According to FilmLA, the city’s film permit office, “Los Angeles-based film and television projects fared well at the 75th annual Golden Globe Awards. L.A. based film and television projects received 36 total nominations in a variety of award categories.”
But of the 11 non-winning TV shows that shot in Los Angeles, only two received California film incentives. Twin Peaks, which received a best actor nomination, got $2.5 million in tax credits, while 13 Reasons Why, which received a best actress nom, got nearly $13 million last year.
The other non-winning nominated TV shows that shot in LA but received no tax credits are Ray Donovan, Feud: Bette and Joan, Black-ish, Will & Grace, I Love Dick, Shameless, GLOW, Insecure and Better Things.
And of the four non-winning films that shot in LA, two received tax incentives from the state. Roman J. Israel, Esq., which received a best actor nomination for Denzel Washington, received $2.5 million in tax credits, while Battle of the Sexes, which was nominated for best actor and actress, got nearly $3.5 million. Dunkirk, which actually filmed some scenes in town, didn’t receive any of the state’s largess. Toon pic The Boss Baby didn’t qualify.

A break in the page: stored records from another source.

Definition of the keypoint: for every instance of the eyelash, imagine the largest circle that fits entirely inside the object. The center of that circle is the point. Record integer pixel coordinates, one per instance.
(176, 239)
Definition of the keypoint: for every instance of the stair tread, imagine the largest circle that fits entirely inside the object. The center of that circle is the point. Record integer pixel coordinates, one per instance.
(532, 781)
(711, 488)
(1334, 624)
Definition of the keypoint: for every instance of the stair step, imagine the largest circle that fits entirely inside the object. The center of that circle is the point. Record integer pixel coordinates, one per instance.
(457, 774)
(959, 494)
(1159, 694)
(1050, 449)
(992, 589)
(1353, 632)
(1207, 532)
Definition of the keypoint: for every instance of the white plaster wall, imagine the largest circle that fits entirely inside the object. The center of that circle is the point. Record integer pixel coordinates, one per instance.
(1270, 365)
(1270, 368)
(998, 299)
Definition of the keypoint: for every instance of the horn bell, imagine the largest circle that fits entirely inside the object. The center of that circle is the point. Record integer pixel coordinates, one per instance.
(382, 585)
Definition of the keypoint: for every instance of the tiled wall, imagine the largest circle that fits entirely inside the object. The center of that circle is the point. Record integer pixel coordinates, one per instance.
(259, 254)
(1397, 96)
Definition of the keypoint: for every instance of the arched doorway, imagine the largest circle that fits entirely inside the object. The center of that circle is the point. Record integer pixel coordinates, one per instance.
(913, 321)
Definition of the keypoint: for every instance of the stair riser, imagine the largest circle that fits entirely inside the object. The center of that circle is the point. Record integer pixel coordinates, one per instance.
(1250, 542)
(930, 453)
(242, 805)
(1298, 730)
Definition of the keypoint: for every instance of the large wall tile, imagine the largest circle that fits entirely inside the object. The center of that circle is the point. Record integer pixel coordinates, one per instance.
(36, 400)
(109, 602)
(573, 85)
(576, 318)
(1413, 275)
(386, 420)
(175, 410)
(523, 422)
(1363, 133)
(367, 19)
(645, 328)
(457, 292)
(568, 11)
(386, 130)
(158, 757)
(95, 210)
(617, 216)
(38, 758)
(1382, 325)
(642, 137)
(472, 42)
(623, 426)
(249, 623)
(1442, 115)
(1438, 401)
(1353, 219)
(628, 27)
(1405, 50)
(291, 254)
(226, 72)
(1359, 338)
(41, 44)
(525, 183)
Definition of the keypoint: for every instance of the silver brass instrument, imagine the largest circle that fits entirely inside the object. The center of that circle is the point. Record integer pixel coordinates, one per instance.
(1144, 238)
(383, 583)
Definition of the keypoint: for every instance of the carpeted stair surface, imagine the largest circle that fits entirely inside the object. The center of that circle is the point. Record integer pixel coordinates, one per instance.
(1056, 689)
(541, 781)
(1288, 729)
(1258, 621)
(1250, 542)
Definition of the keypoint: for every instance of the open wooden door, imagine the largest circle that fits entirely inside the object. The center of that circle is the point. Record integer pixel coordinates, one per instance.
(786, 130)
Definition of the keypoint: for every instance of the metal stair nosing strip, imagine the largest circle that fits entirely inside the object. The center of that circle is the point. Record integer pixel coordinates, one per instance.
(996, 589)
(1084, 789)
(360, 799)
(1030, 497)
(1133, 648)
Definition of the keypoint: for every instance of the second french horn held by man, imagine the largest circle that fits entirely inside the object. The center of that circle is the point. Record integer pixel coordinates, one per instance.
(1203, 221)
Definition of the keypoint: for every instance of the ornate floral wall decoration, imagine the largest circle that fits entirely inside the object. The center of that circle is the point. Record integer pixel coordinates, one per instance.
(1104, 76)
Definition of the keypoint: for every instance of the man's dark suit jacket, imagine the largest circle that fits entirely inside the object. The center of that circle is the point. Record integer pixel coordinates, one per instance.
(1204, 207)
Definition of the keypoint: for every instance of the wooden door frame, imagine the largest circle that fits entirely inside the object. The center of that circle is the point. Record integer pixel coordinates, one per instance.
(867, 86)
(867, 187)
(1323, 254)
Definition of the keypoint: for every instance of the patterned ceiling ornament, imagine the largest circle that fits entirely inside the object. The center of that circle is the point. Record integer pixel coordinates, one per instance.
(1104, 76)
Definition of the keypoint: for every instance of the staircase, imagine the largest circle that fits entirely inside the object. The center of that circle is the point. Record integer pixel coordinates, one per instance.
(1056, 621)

Projects are selected for tax credits based on their Jobs Ratio score, which is determined by the amount of qualified wages the project will generate divided by the amount of tax credits to be allocated, plus other factors including qualified spending for vendors and equipment. The base Jobs Ratio score can be increased up to 25% by accruing “bonus points” for in‐state spending on visual effects, filming outside the Los Angeles 30‐mile zone and filming at approved production facilities. All applications submitted during an application period are ranked from highest to lowest against comparable projects according to their Jobs Ratio score.